Welches Fallbeispiel (evtl. aus Ihrer Praxis?) scheint Ihnen gut geeignet zu sein, um gelungene bzw. misslungene Krisen-PR zu illustrieren?
Unternehmenskrisen sind mit dem Fall der katholischen Kirche nicht direkt vergleichbar. Dennoch: Krisen bergen Chancen. Die meisten Unternehmen haben erst nach der Krise die Bedeutung von Glaubwürdigkeit und Authentizität erkannt. Gerade die Unternehmen, die eine tiefe Krise durchgemacht haben, gehen gut mit den Werten Glaubwürdigkeit und Transparenz um. Insgesamt bedeutet das: mehr Aufmerksamkeit, mehr Reflektion und das regelmäßige Überprüfen der eigenen Maßstäbe. Ich plädiere für eine offene Fehlerkultur.

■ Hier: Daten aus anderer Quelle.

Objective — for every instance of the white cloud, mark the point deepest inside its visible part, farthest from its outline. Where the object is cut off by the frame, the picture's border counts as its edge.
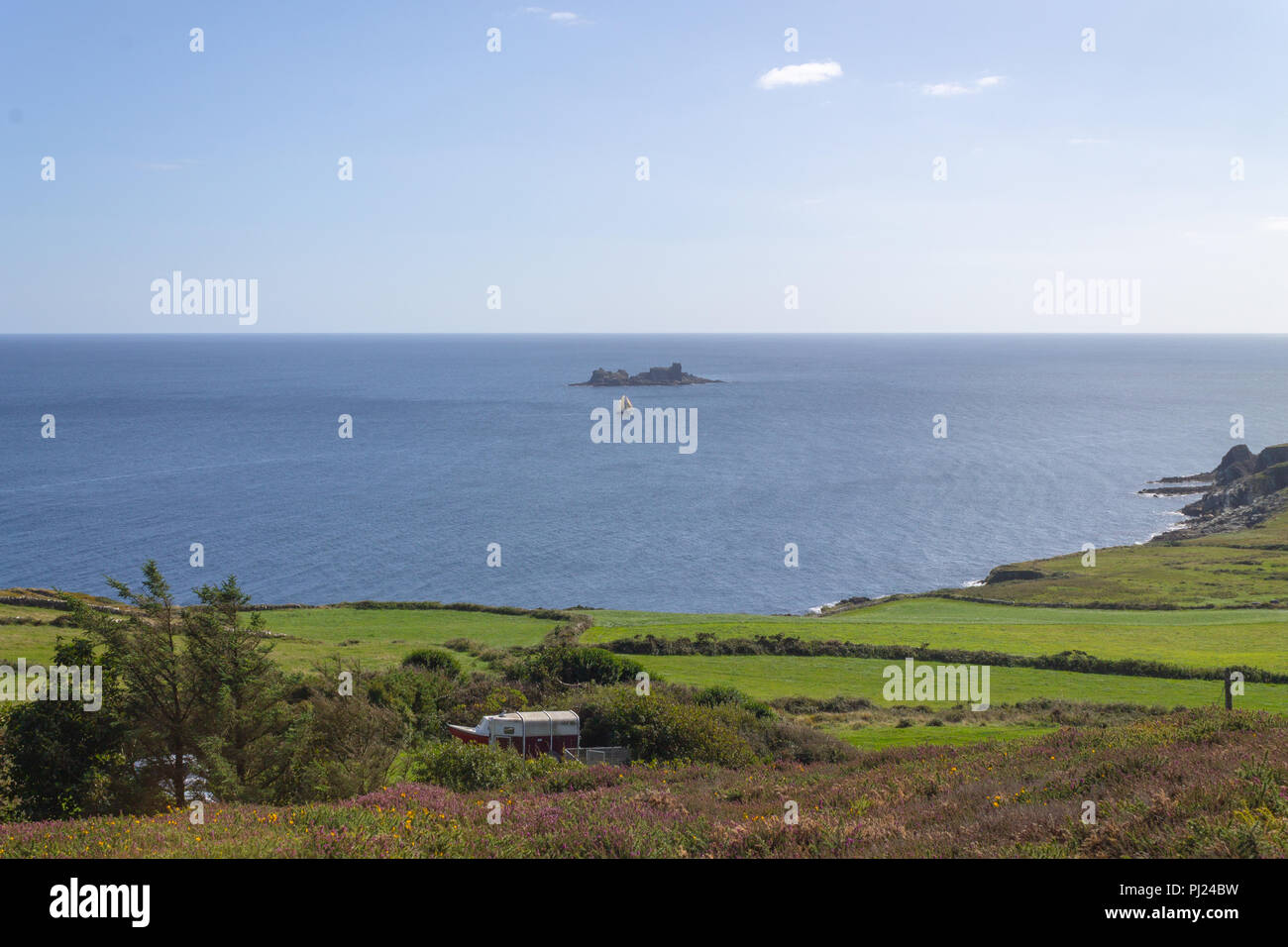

Wie hat sich eigentlich generell die Kunst der Krisen-PR entwickelt? Gab es große Fälle, an denen man erkannte, wie man es (nicht) macht?
Das klassische Beispiel für Krisenkommunikation ist immer noch Brent Spar. Shell hat in der Auseinandersetzung um Offshore-Anlage mit Greenpeace damals die öffentliche Wirkung unterschätzt. Spätestens seit diesem Vorfall ist vielen Unternehmen und Organisationen klar, dass in Krisensituationen Kommunikation notwendig ist, um Schaden abzuwenden und negative Berichterstattung aufzufangen.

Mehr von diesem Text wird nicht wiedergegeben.